Ezekwesili may not be wrong, after all, when she said, “many who gained admission into school as a result of Exam Malpractice have engaged in corruption at their own level and will thus have a cognitive dissonance with any talk about #CorruptionWar.” It is an open secret that many students buy admissions into Nigerian universities; many are admitted due to parental connections; many through cheating at Joint Admission and Matriculation Board (JAMB) exams, etc. Others trade sex for admission. And, as such, as undergraduates, the same corrupt practices continue: They trade sexual favours for grades; obtain grades by harassing and intimidating teachers; purchase grades, etc. These are forms of corruption that Ezekwesili was talking about.

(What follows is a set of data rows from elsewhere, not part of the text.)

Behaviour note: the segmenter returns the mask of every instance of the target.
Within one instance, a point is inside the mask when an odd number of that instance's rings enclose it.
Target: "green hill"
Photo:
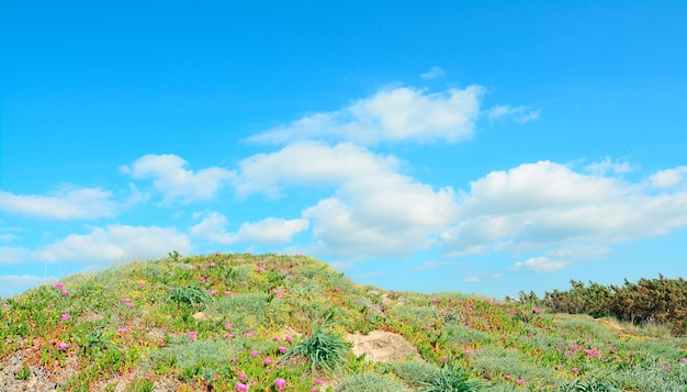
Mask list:
[[[0,302],[1,391],[687,391],[666,328],[362,287],[311,257],[169,257]]]

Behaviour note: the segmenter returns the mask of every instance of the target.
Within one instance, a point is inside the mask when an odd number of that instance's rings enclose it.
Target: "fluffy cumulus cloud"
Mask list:
[[[317,251],[336,256],[408,255],[432,243],[457,213],[452,189],[398,172],[399,163],[352,144],[304,142],[240,164],[239,193],[328,186],[334,195],[303,211]]]
[[[458,220],[441,237],[449,256],[462,256],[563,244],[592,249],[685,225],[687,191],[656,193],[620,178],[582,175],[567,166],[540,161],[471,182]],[[542,255],[518,262],[516,269],[553,271],[586,254]]]
[[[539,119],[539,111],[527,107],[496,105],[487,111],[489,120],[511,120],[525,124]]]
[[[22,262],[30,255],[31,251],[23,247],[0,246],[0,265]]]
[[[328,146],[305,141],[241,160],[235,186],[243,197],[256,192],[279,197],[285,186],[337,186],[354,178],[381,178],[398,166],[394,157],[350,143]]]
[[[631,172],[634,168],[628,161],[613,161],[610,157],[606,157],[606,159],[589,164],[585,170],[593,175],[606,176],[610,175],[623,175],[627,172]]]
[[[19,292],[54,281],[55,277],[36,277],[33,275],[0,275],[0,298],[9,298]]]
[[[532,257],[525,261],[518,261],[514,266],[516,271],[531,270],[533,272],[548,273],[565,268],[565,261],[552,260],[544,256]]]
[[[249,138],[284,144],[297,139],[352,142],[359,145],[437,141],[472,136],[483,89],[471,86],[428,93],[399,87],[352,102],[334,112],[315,113]]]
[[[113,216],[112,193],[99,188],[64,187],[47,195],[0,191],[0,210],[40,219],[88,220]]]
[[[34,254],[48,262],[109,262],[159,258],[171,250],[191,250],[189,238],[176,228],[112,225],[93,228],[89,234],[70,234]]]
[[[211,167],[194,172],[187,169],[188,165],[177,155],[145,155],[121,170],[135,179],[153,179],[165,203],[212,199],[223,184],[234,178],[234,172],[226,169]]]
[[[211,212],[199,224],[192,226],[190,233],[194,237],[215,244],[284,244],[291,243],[294,235],[307,229],[308,222],[301,219],[267,217],[258,222],[245,222],[236,233],[228,233],[227,225],[226,216]]]
[[[649,180],[655,188],[671,188],[687,182],[687,166],[661,170],[652,175]]]
[[[421,74],[420,78],[423,78],[423,79],[437,79],[437,78],[441,78],[443,76],[446,76],[446,72],[443,71],[443,69],[441,69],[441,67],[433,66],[433,67],[429,68],[429,70],[427,72]]]

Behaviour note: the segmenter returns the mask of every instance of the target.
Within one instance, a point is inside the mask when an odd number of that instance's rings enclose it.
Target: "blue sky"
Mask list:
[[[0,295],[171,250],[496,298],[687,271],[683,1],[0,7]]]

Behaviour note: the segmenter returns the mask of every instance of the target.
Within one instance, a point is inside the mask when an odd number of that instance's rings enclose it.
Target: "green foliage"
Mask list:
[[[349,376],[341,380],[335,392],[403,392],[405,388],[396,380],[375,373],[361,373]]]
[[[282,356],[282,360],[297,355],[305,357],[313,370],[340,369],[341,361],[346,358],[351,345],[328,328],[327,324],[314,327],[309,336],[303,338]]]
[[[612,382],[602,379],[573,380],[561,387],[560,392],[622,392]]]
[[[206,305],[212,302],[212,296],[206,290],[192,285],[172,289],[169,299],[191,306]]]
[[[277,378],[307,391],[323,378],[347,391],[684,392],[687,338],[665,322],[680,314],[680,290],[662,277],[496,301],[361,287],[311,257],[172,253],[0,300],[0,358],[31,352],[31,368],[8,378],[24,387],[44,369],[79,369],[64,391],[277,391]],[[620,307],[634,313],[611,318]],[[374,329],[402,335],[424,361],[374,362],[342,338]]]
[[[16,372],[16,379],[26,381],[29,380],[30,377],[31,377],[31,369],[29,368],[29,365],[24,362],[24,366],[22,366],[22,368]]]
[[[423,392],[472,392],[481,391],[484,384],[471,379],[469,373],[458,363],[447,360],[441,370],[429,381],[420,382]]]
[[[633,324],[667,324],[676,335],[687,333],[687,281],[683,278],[640,279],[623,287],[571,281],[568,291],[547,292],[543,304],[553,312],[612,315]]]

Gone are the days of genuine students’ activism on our university campuses, as led by revolutionary student leaders like the late Segun Okeowo, Banji Adegboro, Omoyele Sowore (Publisher of SaharaReporters), to mention a few. The lack of clarity and understanding of today’s undergraduates present a pernicious form of blindness that reflects in our nation’s collective myopia with regards to tackling social and political issues like corruption, poverty, unemployment, etc, and finding sustained solutions to them.